Hello, 1983
My boss asked me the other day if I could automate a Python notebook I wrote about analyzing the content of customer comments made about experiences with staff. I said sure.
Me: What do you mean automating ?
Boss: Like, making it easy so I can just "run" it.
Me: (Thinking to myself) Oh, ok. So, if it's not that fancy it would be ok?
Boss: Yeah, sure not that fancy, just everything needs to be automatic. Like I can use my own file and then it outputs the results and all the plots I need so I can put them into a PowerPoint.
And voila... there you go, requirements.
In the spirit of getting something done quickly, simply, and not fancily, I opted to simply create a very 1983-ish terminal runnable script. This was a fun project and I'm sharing here what I learned. Ala Matthew Broderick and War Games, here we go:
My glorious 1983-WarGames-esque program looks like this. Basically, it allows for my boss to enter a filename, after pointing him to the directory that he asked me to "install" the script in. By typing in: python lowcomments.py into his Command Prompt (it was all on Windows, here I show you on my Mac), all the output automatically shows up. I guess in some cases running an iPython notebook isn't what's needed. Regardless it was pretty fun and here's my code.
Because I can't use personally identifiable information (PII) on my blog, I reused the Amazon Reviews data from previous parts of my blog. Mainly, I used the user names, the helpfulness numerator and denominator scores, and the overall Score (star-rating).
The goals of this program are:
Part One
from __future__ import division
from __future__ import print_function
import pandas as pd
import numpy as np
import matplotlib.pyplot as plt
import pylab
import nltk
from nltk.tokenize import word_tokenize
from nltk.corpus import stopwords
import nltk.collocations
from nltk.collocations import BigramCollocationFinder
from nltk.metrics import BigramAssocMeasures
import textblob
from textblob import TextBlob
from nltk.tokenize import RegexpTokenizer
from bs4 import BeautifulSoup
from tabulate import tabulate
from colorama import Fore, Back, Style
from colorama import init
init()
basedir = "/Users/catherineordun/Documents/data/experiments/"

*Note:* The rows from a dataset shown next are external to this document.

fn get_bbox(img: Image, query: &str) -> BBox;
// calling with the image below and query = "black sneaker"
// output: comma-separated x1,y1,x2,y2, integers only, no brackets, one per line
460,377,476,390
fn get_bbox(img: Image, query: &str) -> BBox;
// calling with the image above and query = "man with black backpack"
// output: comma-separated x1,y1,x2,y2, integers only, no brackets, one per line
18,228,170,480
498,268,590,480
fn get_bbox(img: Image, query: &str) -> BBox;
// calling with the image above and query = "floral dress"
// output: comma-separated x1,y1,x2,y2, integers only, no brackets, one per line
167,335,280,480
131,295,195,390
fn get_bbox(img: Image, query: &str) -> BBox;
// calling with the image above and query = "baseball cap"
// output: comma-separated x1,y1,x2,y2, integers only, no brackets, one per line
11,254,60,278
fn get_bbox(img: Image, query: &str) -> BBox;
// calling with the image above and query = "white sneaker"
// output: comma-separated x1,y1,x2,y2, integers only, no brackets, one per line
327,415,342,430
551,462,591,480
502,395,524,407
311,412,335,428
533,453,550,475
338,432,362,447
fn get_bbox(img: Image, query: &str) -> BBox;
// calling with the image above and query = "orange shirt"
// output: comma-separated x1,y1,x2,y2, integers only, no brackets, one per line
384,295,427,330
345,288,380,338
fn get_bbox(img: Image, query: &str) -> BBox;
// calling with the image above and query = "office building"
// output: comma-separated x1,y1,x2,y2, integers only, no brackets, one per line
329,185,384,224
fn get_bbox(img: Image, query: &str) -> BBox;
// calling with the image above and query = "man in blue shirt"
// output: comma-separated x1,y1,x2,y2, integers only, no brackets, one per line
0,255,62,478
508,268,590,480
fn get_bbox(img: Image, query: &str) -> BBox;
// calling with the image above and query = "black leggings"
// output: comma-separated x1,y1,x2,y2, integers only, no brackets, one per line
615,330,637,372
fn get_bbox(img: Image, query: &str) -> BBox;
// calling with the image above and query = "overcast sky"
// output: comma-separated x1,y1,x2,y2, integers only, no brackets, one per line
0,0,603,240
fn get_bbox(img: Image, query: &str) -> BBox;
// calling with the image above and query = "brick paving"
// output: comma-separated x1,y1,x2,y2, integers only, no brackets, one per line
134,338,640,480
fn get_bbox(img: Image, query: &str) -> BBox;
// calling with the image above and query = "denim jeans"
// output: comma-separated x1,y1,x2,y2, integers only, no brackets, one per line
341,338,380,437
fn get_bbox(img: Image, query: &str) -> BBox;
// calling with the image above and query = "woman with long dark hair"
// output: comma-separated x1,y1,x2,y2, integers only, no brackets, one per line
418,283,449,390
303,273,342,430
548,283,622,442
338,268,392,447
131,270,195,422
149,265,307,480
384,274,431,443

warnings.filterwarnings("ignore")
print(Fore.GREEN + """
<enter your ASCII art here>
""" + Style.RESET_ALL)
filename = raw_input(str('Enter a filename: '))
data = pd.read_csv("{}{}".format(basedir, filename))
print(Fore.CYAN + "Reading in and formatting time. This will take a minute...," + Style.RESET_ALL)
print("We currently have" + Fore.RED + str(len(data)) + Style.RESET_ALL + "records.")
What this will generate is this output:
Now, you'll notice that in order to create that neat looking "Amazon Reviews" ASCII art, you need to enter it between the print """ and """ lines. How'd I make that? Well, simple. I know there are a few Python packages that do it, but I basically just went to http://patorjk.com. Try it out, very simple. For the sake of space on this blog, I didn't enter the ASCII art.
Another thing you may have noticed was the different colors in the Terminal output. That was pretty fun, and the way I did that was import a package called colorama, which is a Python package that initializes the use of ANSI on Windows 32. After much trial and tribulation, I realized that you have to import init from colorama and run init() in order for it to work.
To "turn on" the color, you need to indicate the color you want in the foreground first as 'Fore.CYAN' (turns the following text blue), and then "turn it off" by resetting the colors as 'Style.RESET_ALL'. This was kind of annoying, and I know there's a much better way to do this, but I brute-forced it in the whole script.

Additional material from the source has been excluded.